The soundless vacuum of Ciar's sobs haunted me the whole way home, filling my mind and my lungs and my heart until I had no room left to dwell on Clarissa's lies.

He'd watched Tilda kill herself. He'd seen her jump. The woman he loved, tipping off the Tobin like I'd wanted to fall off the Golden Gate Bridge the night Mark had stopped me. Maybe Ciar had tried, maybe he'd made a grab for her as she fell.

But he had failed. She was gone.

Had she said anything? Given him a tiny smile before she went? Had she even known he was there?

Had she cared?

His haste to jump into the lake after me so many weeks ago made perfect sense now.

If I really stopped to think about it, I was an idiot. When the police had called me to say she'd washed up on the shores of the Mystic, I hadn't questioned how they knew she'd jumped from the Tobin Bridge. Its name alone had completely driven everything else from my mind, turning it into a beacon.

As I pulled up to my apartment, I threw a glance at the SUV surreptitiously parked in the neighboring driveway. The outline vaguely visible behind the tinted windows was male. Where was Clarissa? Researching the women I'd thrown through her window? Or following me around Boston?

It didn't matter, because when I climbed out of my car, someone else was already standing in the driveway.

Tall, blond-haired, and with the sun backlighting his silhouette, I couldn't make out the finer details of his face. My heart hammered as my thoughts bolted out of control, stampeding in an ever-increasing cycle of Mark? Donovan? Mark...no, Donovan.

Who do I want it to be?

Neither of them, and both of them, really.

I wanted Mark to still care, but I also never wanted to see his face again since he couldn't even be bothered to answer when I called.

I wanted to face Donovan and tell him I knew him, all of him, the ugly bits and the betrayal. But I also knew that if I wanted to find out the truth about the missing women, I couldn't say a word.

Tilda may have really fallen victim to suicide, but the others still deserved justice. And I couldn't deny the possibility that, while Donovan might not have pushed my sister off that bridge, he'd probably played a part in driving her there.

Either way, I hated him.

And yet, when I got close enough that the house blocked the sun and I recognized him, the first thing that jumped out of my mouth was, "Where have you been?"

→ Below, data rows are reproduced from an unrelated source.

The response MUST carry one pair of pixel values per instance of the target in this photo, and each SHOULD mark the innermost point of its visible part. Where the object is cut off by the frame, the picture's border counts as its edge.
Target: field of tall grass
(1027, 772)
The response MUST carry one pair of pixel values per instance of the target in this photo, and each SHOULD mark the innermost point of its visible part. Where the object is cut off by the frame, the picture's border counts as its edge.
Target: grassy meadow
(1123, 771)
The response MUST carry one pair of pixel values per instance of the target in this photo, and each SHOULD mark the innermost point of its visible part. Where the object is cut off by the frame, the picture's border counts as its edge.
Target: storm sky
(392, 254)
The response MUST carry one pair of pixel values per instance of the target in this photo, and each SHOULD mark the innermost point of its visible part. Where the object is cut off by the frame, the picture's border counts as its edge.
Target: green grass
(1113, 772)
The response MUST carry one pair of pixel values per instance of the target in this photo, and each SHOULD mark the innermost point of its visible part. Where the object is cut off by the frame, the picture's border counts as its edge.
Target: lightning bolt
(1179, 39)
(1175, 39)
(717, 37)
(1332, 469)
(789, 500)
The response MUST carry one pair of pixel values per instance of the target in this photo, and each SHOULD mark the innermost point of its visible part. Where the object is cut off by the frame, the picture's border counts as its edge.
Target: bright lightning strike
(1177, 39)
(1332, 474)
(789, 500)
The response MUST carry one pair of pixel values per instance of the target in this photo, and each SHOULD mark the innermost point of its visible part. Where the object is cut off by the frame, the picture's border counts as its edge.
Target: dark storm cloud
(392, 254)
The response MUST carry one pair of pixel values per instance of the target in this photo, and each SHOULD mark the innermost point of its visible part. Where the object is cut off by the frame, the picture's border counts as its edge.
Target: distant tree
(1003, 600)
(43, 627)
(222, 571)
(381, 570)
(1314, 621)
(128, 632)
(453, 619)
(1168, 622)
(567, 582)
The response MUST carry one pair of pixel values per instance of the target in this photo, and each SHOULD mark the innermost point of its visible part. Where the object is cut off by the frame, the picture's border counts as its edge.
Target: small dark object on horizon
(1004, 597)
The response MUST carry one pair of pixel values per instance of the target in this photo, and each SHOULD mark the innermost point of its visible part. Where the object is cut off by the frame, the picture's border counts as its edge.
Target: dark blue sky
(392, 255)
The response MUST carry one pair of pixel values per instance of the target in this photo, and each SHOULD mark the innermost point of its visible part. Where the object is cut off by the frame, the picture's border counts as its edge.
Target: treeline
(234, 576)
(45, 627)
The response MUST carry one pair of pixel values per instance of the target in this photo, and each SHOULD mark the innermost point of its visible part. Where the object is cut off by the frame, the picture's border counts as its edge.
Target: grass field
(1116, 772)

Idiot. Stupid, stupid Maisye.

Then: Maybe it's not stupid. He needs to think I still need him.

He cocked his head. "What do you mean?"

I hated how easily the answer came to me. "I mean that I haven't heard a word from you since you showed me the...the locked room"—I couldn't bring myself to call it a nursery—"and do you even have any idea what's happened since then? I got arrested! They think I killed someone!"

"Shh. Hey." He reached for me, and I took a step back. "It's okay. I know. We'll figure it out."

"You knew?"

"Of course." He stood there, his arms outstretched as he waited for me to come back to him. "I know people on the force. They know we're—that we know each other."

They know we're what? Did you show them a tape of me, too?

I bit my tongue before the question could escape. "You knew and you didn't come back?"